We reach our first camp several hours later. Mbarak, a Bedouin, is waiting with a smoke-blackened teapot simmering over a stick fire. He drives out in his Land Rover each afternoon to a prearranged place where he builds a fire, spreads the woven plastic groundsheet and prepares an end-of-day feast. I sip hot tea and scribble my notes while Jason treks off to shoot the sunset.
When darkness falls Mbarak grills large sections of chicken over the open fire, with whole tomatoes and onions crisped in their skins. We eat it with our hands off pita bread that had been laid directly onto the smoldering ashes to warm, interspersed with dips into the hummus bowl and sips of sweet tea, a Bedouin specialty.
I spread my sleeping bag on the barren ground and wrap the kouffieh around my mouth and nose as protection against sand and insects. I love the tranquility of the chill desert night, when my companions are asleep and the camels are still. I lie on my back as the others snore and stare at the dome of the sky, making elaborate wishes whose fruition depends upon spotting the steady slide of a satellite across the starscattered void. At times like this I feel as though I’m the sole consciousness in that vast and silent space.
The night brings strange dreams. I see the faces of people I hadn’t thought about or seen for 20 years. I continue deep conversations with a pretty girl I’d met earlier on the trip. I wake up and for a moment I can’t remember where I am; the camp is obscured by the ragged edges of the dreams still inside my head. It’s like that every night in the desert. The longer we’re out there, the more the dividing line between the night world and the day continues to unravel. The land causes mirages of thought as readily as it does visual hallucinations.

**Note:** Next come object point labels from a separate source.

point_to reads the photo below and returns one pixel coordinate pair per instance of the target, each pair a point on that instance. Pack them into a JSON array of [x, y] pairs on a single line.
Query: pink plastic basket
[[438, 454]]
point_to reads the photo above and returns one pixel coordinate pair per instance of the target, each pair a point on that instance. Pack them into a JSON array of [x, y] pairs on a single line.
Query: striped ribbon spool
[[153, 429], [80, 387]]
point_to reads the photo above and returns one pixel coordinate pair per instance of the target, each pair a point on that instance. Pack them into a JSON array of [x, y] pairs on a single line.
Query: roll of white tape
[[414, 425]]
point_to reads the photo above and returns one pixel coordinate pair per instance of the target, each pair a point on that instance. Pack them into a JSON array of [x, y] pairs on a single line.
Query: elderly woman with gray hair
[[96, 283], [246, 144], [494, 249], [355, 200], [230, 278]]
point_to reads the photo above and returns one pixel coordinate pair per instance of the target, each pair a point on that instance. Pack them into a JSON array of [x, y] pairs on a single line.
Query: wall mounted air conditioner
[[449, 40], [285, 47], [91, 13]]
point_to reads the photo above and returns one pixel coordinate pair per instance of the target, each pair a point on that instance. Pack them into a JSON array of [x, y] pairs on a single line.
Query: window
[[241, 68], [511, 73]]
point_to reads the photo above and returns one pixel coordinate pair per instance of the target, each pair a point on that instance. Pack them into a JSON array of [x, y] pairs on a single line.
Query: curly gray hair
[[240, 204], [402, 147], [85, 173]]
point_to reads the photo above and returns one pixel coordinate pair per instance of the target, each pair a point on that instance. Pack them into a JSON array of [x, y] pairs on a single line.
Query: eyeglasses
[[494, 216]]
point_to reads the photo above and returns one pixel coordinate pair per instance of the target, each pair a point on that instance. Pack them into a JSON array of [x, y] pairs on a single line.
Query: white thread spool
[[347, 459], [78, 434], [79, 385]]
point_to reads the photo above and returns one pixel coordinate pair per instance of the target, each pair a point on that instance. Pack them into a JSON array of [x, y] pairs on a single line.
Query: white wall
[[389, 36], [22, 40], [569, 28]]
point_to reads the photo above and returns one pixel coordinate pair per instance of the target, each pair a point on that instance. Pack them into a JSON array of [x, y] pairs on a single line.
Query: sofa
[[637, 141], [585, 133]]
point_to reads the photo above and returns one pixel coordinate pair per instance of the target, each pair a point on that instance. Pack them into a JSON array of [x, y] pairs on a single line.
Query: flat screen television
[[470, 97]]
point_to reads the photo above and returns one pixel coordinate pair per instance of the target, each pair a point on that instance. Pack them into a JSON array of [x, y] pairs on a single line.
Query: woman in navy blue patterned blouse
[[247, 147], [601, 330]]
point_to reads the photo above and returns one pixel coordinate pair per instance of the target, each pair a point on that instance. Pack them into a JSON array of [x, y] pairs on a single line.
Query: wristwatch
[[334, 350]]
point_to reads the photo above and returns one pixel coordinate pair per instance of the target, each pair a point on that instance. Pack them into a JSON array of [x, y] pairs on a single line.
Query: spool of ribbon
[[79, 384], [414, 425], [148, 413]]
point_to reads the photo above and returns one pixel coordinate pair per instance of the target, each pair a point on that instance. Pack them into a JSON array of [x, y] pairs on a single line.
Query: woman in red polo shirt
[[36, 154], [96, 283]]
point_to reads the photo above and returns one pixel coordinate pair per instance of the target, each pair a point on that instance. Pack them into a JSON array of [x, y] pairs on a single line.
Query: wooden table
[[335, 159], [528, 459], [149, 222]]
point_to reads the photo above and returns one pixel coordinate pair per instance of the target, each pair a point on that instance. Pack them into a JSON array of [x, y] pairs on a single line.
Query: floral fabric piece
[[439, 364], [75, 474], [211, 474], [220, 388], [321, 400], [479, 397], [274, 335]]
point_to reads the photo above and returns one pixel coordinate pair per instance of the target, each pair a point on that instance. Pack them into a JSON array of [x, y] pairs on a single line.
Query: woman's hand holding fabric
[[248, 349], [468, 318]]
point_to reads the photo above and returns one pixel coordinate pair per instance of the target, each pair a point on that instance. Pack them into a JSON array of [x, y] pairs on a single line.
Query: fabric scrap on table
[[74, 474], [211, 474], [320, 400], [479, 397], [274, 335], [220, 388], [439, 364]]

The next morning, after a light breakfast of pita bread, sweet halal, cheese and tea, we load the camels and set out. I like to walk for the first two hours of the day, when the sand is still cool and the morning light is like liquid, leading my camel and letting him pause to grab mouthfuls of clover or to rip shoots off a twiggy saltbush plant.
We have no agenda short of reaching that night’s camp. Our sole purpose is to experience the desert as the Bedouin had, to travel as they did and to soak it all up.
Midday is the time for riding, when the afternoon sun is like a hammer on the anvil of the parched desert floor and we the tinnitus of its blows. As we ride I begin to read the surface of the sand like a book. The comings and goings of red fox crisscross our trail. A flock of sheep leaves close-cropped grasses and a turmoil of footprints that churn up the darker sand just below the ochre surface. A snake has passed by on its winding way, and the land bears witness to the flight and final convulsions of a tiny mouse that has fallen victim to a hawk.
The traces of travellers are evident, too. Their Vibram soles contrast sharply with the simple sandals or bare feet of their Bedouin guides.
The desert teems with nocturnal life and each morning tells a new story. The wind rises in the afternoon and by lunchtime it’s whipping up a sandstorm that veils the nearby rock formations in flowing lace. I wrap my kouffieh tighter around my face as the gusts race towards us across the flats. The desert lashes us with sheets of stinging sand and grit, flaying our exposed hands and choking our lungs. We bow our heads and ride on as the storm’s solid hand shoves the camels and causes them to stumble. The wind continues to build until the land to the north is completely swallowed by an angry black void. I whip up Azaran and we gallop south through a brown-filtered land, racing ahead of the advancing darkness to make camp beside a tall rock formation cradled by leafy junipers.
Sheltered from the wind, the four of us gather around a large platter of m’gloubah—rice, chicken sections, potatoes and chunks of red pepper. We pour goat’s yogurt over our portion of the communal platter, work the rice into compact balls and then pop them into our mouths with thumb and middle finger. We peel the flesh from the succulent chickens and hurl the bones over our shoulders into the empty night. “The foxes will eat it when we leave here,” Mbarak says, licking rice from his hands. “It’s very satisfying, throwing the bones,” I say. “I wish I could do that at home.” “In the desert you are free. You can do what you want. It isn’t like that in the village. In the village everyone knows your business.” “Out here I am Bedouin” Raad says, standing up tall and echoing Mbarak’s sympathies. The wind dies out as the light fades from the sky, but the dust hangs in the air. I drift to sleep that night beneath a coffee-stain moon, with the camels belching and grunting nearby. Mbarak is right. I feel completely free.